【第100話】呪われた娘⑧
『ヴオオオオオ!!!!!』
私と母が後ろを振り向いた瞬間だった。
何者かが猛獣の雄叫びの様な声をあげながら、私に向けて大剣を振り下ろそうとしている姿が、私と母の目に映ったのです。
「......あ」
「伏せて!!! ルーナ!!!」
ここにきて、森の静寂がついに破られた。
鋼と鋼が衝突する音が辺り一帯に鳴り響く。
刃が身体に触れる手前で母が防御魔法を使い、私を守ってくれたのです。
「くっ......普段は見る機会がまずないから、すっかり忘れてたわ......ほんと最悪......」
押されながらもなんとか大剣を受け止めつつ、母が強い目つきで見据える先に立っていた人物。
この一件の主導者と言っても過言ではない、あの人。
―――――マ―リス村の村長であり......私の父の命を奪った男、オーゲン=フランツ。
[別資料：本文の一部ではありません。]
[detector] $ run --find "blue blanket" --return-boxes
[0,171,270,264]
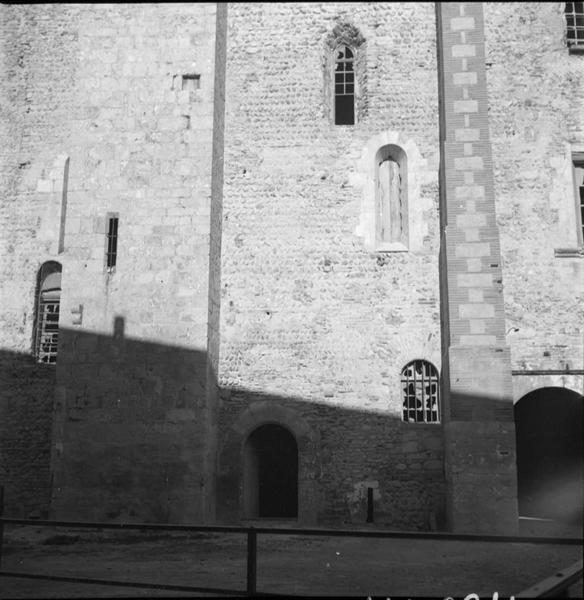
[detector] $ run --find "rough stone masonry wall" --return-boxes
[485,2,584,401]
[0,5,78,517]
[13,4,221,521]
[436,2,517,533]
[219,3,443,527]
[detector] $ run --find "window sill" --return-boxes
[554,246,584,258]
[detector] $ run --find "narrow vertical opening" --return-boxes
[243,424,298,518]
[34,261,61,364]
[106,217,119,271]
[335,46,355,125]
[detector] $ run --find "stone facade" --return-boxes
[0,2,584,531]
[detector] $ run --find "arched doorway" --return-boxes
[514,387,584,522]
[243,424,298,518]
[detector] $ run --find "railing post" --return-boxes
[247,528,258,596]
[0,485,4,569]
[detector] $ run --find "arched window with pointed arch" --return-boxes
[335,44,355,125]
[323,23,367,125]
[401,360,440,423]
[34,261,61,364]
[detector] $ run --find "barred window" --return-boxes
[34,261,61,364]
[401,360,440,423]
[564,2,584,46]
[335,46,355,125]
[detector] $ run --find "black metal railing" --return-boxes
[515,560,582,598]
[0,487,583,597]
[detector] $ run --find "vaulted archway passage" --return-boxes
[515,387,584,522]
[243,424,298,518]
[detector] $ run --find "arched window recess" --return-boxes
[401,359,440,423]
[33,261,61,364]
[335,44,356,125]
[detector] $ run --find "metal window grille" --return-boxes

「フハハハハ!!!! どうだレイナ!! これが俺の精霊、ゴリアテ様のパワーだ!!!」
「......だから最悪だって言ってるでしょ......この馬鹿力......」
村長はエレメンタルで、ゴリアテという鉄の鎧を身に纏った兵士の様な精霊を仕えていました。
屈強な図体から繰り出される高威力の攻撃はさることながら、機動力も飛び抜けて優れていると聞いたことがあります。
人間では超えることさえ困難なこの森も、あの精霊なら一周や二周するくらいは造作も無いはず。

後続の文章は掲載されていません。